« La Cantine de minuit » décroche le prix ACBD Asie 2017

C’est dans le cadre du festival Japan Expo que l’ACBD a décerné ce 7 juillet après-midi son Prix Asie de la Critique ACBD 2017 à  La Cantine de minuit, de Yarô Abe publié aux éditions Le Lézard noir.

A priori, pas de Lézard noir au menu de la Cantine de Minuit, riche pourtant de nombreuses recettes culinaires nippones et d’autant de rencontres humaines. Une menu qui a séduit majoritairement les journalistes et critiques de l’ACBD (dont fait partie l’auteur de ces lignes – pour être tout à fait transparent) qui lui ont accordé leur Prix Asie 2017, qui distingue « une bande dessinée asiatique remarquable parue en français entre juillet 2016 et juin 2017« …

« La cantine de minuit », c’est donc un petit restaurant de Shinjuku, le quartier chaud de Tokyo fréquenté par une faune nocturne bigarrée. Des yakuzas à la strip-teaseuse romantique, des chanteurs sans succès aux salarymen surmenés et autres travailleurs de la nuit, chacun vient y manger, boire quelques verres, mais aussi raconter leur vie et leurs malheurs. La carte est limitée – ne proposant que du tonjiro (une soupe de miso au porc) et du saké – mais le patron pourra préparer tout ce qu’il est en mesure de servir selon le souhait du client. Chacun a donc son plat de prédilection et ses habitudes. Et le plat devient le réceptacle et l’incarnation d’une histoires, contée ici en courts récits qui se suivent et parfois se répondent.

Le dessin de Yarô Abe est aussi minimaliste que la carte de sa « Cantine ». Fin, épuré, il s’inscrit dans une mise en page plutôt contemplative et intimiste, privilégiant les expositions frontales. Plus dans la veine d’un Taniguchi donc que des mangas énervés bondissant dans tous les coins.
Et s’il ne déclenche pas un ravissement immédiat, ce manga séduit par son humanité, cette manière douce d’accomoder les plats et les sentiments. Et c’est aussi une jolie façon de découvrir les plats japonais !

La recette a payé au Japon en tout cas. Avec 7 millions d’exemplaires vendus dans l’archipel, des films et une série, La Cantine de minuit est une oeuvre culte. Publiée en français aux éditions Le Lézard Noir – dans le sens de lecture occidental – elle devrait aussi facilement séduire un large public.

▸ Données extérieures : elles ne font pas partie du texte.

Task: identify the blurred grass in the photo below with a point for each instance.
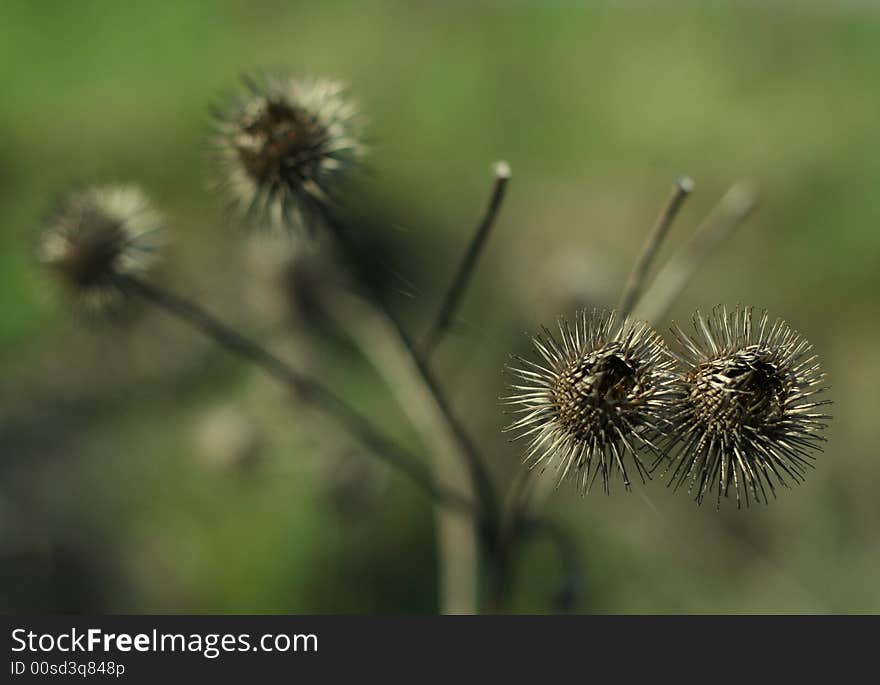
(597, 106)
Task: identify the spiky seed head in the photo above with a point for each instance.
(285, 147)
(745, 407)
(97, 236)
(593, 398)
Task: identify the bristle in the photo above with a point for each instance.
(745, 413)
(594, 400)
(284, 149)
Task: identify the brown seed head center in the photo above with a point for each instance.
(280, 142)
(592, 390)
(745, 388)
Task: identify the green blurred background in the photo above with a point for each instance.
(143, 471)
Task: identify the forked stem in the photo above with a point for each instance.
(637, 280)
(381, 446)
(734, 208)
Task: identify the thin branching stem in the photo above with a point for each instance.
(637, 280)
(307, 389)
(451, 301)
(467, 449)
(734, 208)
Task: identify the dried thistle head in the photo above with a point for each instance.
(746, 412)
(285, 147)
(594, 399)
(95, 238)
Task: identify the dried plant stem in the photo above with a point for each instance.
(466, 449)
(452, 299)
(637, 280)
(733, 209)
(306, 389)
(459, 569)
(457, 536)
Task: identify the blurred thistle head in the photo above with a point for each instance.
(97, 237)
(594, 398)
(285, 148)
(745, 408)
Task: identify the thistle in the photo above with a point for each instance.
(595, 399)
(284, 149)
(95, 238)
(745, 411)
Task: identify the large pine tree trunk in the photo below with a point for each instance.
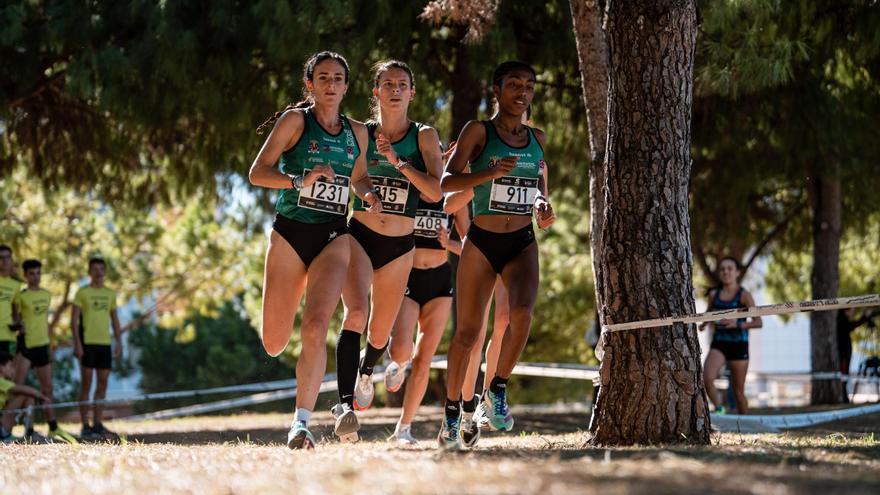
(593, 57)
(652, 388)
(466, 89)
(826, 204)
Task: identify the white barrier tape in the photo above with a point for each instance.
(769, 310)
(328, 384)
(775, 422)
(248, 387)
(548, 370)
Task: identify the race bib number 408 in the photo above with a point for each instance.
(513, 195)
(428, 221)
(394, 193)
(326, 195)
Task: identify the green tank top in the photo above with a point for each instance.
(513, 194)
(399, 196)
(325, 200)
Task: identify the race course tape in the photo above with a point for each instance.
(769, 310)
(549, 370)
(772, 423)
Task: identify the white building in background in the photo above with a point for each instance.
(780, 347)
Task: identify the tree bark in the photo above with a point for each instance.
(825, 280)
(593, 56)
(651, 379)
(466, 89)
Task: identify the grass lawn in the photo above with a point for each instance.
(546, 454)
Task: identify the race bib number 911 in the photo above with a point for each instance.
(513, 195)
(326, 195)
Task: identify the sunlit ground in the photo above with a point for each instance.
(547, 454)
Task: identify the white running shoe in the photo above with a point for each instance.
(363, 393)
(394, 376)
(299, 437)
(403, 438)
(347, 424)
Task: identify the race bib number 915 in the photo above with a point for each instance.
(326, 195)
(394, 193)
(513, 195)
(428, 221)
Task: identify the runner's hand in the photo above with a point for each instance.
(544, 213)
(383, 146)
(504, 166)
(374, 201)
(317, 172)
(443, 237)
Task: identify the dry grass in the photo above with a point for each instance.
(243, 454)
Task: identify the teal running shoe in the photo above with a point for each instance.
(493, 411)
(449, 438)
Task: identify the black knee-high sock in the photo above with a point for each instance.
(348, 350)
(453, 408)
(498, 384)
(371, 357)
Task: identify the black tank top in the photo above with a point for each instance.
(730, 334)
(429, 217)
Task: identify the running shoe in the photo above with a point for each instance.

Quatre autres titres étaient en compétition pour ce Prix Asie 2017. Dans des registres très différents, montrant la diversité de l’offre éditoriale.
L’un d’eux, Golden Kamui (ed. Ki-Oon), de Satoru Noda partageait d’ailleurs le goût de la Cantine d’Abe pour les recettes nippones. En l’état, celles plus particulièrement des Aïnous d’Hokkaïdo, peuplade autochtone dont on découvrira la culture à travers leur rencontre avec un super-soldat, dans l’immédiat après guerre russo-japonaise du début du XXe siècle. Ouvrage assez originale, mêlant l’évocation ethnographique à une chasse au trésor hyper-violente, mais au séquençage un brin répétitif.
Autre manière d’aborder l’histoire, celle de Singapour cette fois et l’histoire de la bande dessinée également, Charlie Chan Hock Chye, une vie dessinée (ed. Urban comics) de Sonny Liew est une éclairante biographie d’un pionnier de la BD singapourienne, illustrée de nombreuses illustrations, croquis et peintures de l’artiste. Très bel ouvrage donc, mais sans doute un peu trop singulier et atypique pour prétendre au prix.

Les deux autres titres en lice s’approchaient plus de l’image plus « classique » du manga. Mais avec une vraie singularité quand même.Jojolion (ed.Tonkam/Delcourt) d’Hirohiko Araki, série au long cours, suit le parcours d’un étrange jeune homme coiffé d’un béret de marin, découvert enseveli tout près des « murs aux yeux » qui ont fait leur apparition près de cette ville de Morio, dévastée par un séisme. Etrange ? Et encore, ce n’est rien avec ce qui va suivre, porté aussi par un dessin assez virtuose et très esthétique.
To Your Eternity (ed. Pika) de Yoshitoki Oima, est également passablement barré dans son genre, avec un être immortel qui se retrouve projeté sur terre, en ayant la capacité d’endosser l’apparence des êtres qu’il croise, loup ou jeune homme. Autre forme de récit initiatique qui peut également mériter d’être suivi, comme l’ensemble de ces cinq titres finalistes.